Fanny Roz : Je pense à certains de mes amis qui étaient déjà dans ce parcours pour éditer un disque. Particulièrement à Paz Court, une amie chilienne qui est auteure et compositrice. Je l’avais rencontrée à Toulouse avant de partir en Espagne. Je pense aussi à María Rodès, que j’avais accompagnée en concert en tant que choriste et pianiste et qui faisait partie du label BCore.
Et lorsque tu étais enfant, quel artiste t’a poussée à vouloir faire de la musique ?
Fanny Roz : J’étais au collège Marciac en classe jazz, avec des ateliers d’initiation à cette musique. Nous participions souvent à des concerts et à des festivals. J’étais donc très influencée à la base par les chanteuses de jazz, avec cette envie de jouer avec la voix, d’improviser. Même si la décision de devenir à mon tour chanteuse est venue plus tard, je pourrais citer Ella Fitzgerald, Sarah Vaughan.
Quel âge as-tu ? As-tu une autre activité professionnelle en-dehors de la musique ?
Fanny Roz : J’ai 31 ans. Mes activités se concentrent sur la musique. Je continue à donner des cours de chant. J’organise également des séjours de musique et de théâtre pour les enfants sur Toulouse.
Comment vont les Trois petits chats et le magnolia ?
Fanny Roz : (rires) Ça va bien. Il n’y a plus qu’un chat maintenant, mais le magnolia prend racine.

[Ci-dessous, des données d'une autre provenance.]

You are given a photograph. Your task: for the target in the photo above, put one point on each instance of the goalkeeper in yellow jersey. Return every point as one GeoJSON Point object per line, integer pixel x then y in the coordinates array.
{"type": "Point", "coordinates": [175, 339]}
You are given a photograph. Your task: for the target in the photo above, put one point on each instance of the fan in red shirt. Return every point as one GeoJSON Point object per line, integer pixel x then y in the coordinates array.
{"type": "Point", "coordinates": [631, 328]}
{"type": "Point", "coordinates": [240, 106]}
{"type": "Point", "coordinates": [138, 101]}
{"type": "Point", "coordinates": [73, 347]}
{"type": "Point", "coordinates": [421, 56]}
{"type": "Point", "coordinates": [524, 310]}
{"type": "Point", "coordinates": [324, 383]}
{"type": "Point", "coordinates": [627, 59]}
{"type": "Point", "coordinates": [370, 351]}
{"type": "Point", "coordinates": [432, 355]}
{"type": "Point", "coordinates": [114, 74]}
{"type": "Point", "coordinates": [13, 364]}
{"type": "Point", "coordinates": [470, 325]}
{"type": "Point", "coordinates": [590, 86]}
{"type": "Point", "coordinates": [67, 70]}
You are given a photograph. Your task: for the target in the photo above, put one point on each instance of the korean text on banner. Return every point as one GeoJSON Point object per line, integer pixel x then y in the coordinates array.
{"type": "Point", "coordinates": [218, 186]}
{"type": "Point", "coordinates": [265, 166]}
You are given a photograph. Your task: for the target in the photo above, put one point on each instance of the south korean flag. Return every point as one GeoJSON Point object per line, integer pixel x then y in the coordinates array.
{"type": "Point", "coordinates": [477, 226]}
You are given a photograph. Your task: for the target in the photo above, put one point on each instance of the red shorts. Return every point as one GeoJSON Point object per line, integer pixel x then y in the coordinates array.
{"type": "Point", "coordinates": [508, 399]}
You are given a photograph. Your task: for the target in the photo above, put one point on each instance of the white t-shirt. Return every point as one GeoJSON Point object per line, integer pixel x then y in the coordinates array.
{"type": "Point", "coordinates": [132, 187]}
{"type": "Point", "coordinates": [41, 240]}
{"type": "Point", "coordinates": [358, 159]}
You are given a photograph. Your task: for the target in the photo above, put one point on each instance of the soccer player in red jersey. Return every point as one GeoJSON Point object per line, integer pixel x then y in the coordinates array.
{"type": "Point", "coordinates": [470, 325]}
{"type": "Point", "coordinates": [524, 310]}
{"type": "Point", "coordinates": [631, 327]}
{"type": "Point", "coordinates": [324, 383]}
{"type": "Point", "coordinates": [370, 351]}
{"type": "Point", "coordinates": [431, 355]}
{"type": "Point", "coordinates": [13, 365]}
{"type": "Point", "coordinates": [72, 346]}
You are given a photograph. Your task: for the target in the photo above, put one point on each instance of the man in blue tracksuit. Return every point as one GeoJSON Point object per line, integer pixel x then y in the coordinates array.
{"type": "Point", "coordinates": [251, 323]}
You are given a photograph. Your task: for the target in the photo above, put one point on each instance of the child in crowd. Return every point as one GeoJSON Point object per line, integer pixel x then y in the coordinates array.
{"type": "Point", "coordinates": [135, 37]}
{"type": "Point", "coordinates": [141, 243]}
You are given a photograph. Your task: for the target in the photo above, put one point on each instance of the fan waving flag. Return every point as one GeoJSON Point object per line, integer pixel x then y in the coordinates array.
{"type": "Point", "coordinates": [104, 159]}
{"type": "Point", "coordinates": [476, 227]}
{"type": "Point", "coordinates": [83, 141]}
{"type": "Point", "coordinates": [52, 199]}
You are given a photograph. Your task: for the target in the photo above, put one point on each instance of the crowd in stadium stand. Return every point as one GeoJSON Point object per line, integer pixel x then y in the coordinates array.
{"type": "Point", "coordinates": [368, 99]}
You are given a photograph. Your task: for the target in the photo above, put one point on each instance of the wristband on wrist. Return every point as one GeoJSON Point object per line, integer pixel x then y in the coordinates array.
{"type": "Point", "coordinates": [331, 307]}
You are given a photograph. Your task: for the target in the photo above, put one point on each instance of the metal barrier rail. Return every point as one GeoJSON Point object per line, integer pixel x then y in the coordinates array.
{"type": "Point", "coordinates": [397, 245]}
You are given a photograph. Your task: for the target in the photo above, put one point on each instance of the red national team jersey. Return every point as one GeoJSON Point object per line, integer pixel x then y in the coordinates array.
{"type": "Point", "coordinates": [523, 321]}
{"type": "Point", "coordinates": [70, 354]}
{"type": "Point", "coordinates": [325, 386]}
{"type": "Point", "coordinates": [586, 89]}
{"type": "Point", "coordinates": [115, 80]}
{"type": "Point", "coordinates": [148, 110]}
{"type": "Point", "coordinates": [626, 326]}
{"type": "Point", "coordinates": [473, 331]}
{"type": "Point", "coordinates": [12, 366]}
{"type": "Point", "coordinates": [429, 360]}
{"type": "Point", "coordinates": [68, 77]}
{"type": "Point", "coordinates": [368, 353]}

Ton premier album Prend son souffle et saute ! paraît en 2012 : Trois petits chats était l’un des morceaux de celui-ci. Que s’est-il passé pour toi depuis cette sortie jusqu’à celle de ton second opus Grand Décor paru le 17 mars dernier ?
Fanny Roz : Et bien, il y a eu des concerts très chouettes en France, au Portugal et en Espagne, notamment au Festival International de Guitare à Barcelone. Puis nous avons entamé la composition et l’enregistrement de Grand Décor. Cet album s’inscrit dans une démarche collective. J’ai assuré malgré tout l’écriture de la majorité des titres. Je me suis entourée de musiciens et de compositeurs comme Andreu Monclús, un guitariste qui participe au projet Fanny Roz depuis le début et avec lequel j’ai coécrit certains titres de Grand Décor. Il y a aussi mon producteur Aurélien Landy Gana : il fait également les batteries, les chœurs. Et entre-temps, j’ai déménagé. J’ai quitté Barcelone pour revenir en France. J’ai monté un projet en solo avec les chansons de Fanny Roz à travers lequel j’expérimente différentes sonorités : je percute des souches de bois et j’ai aussi développé un set avec un piano, des percussions au pied, un tom bass, une loop station et un clavier. Et je joue de la guitare depuis peu.
« Grand Décor est un album de passage. Il a été enregistré entre Barcelone et Toulouse durant mon déménagement. Au moment de mon retour à la nature. Dans ma volonté d’être ancrée dans des choses plus concrètes, plus profondes aussi »
À la troisième plage de Grand Décor, on retrouve ton titre Face à la mer ainsi qu’en dernière plage en version acoustique. Les paroles semblent décrire ta perception singulière de la solitude et du lendemain. L’interprétation et les vocalises m’ont évoqué celles d’Emily Loizeau. « Face à la mer, sans avant, sans après. Je laisse entrer de l’air, j’arrête de creuser » : quelle est la raison de vivre de cette chanson ?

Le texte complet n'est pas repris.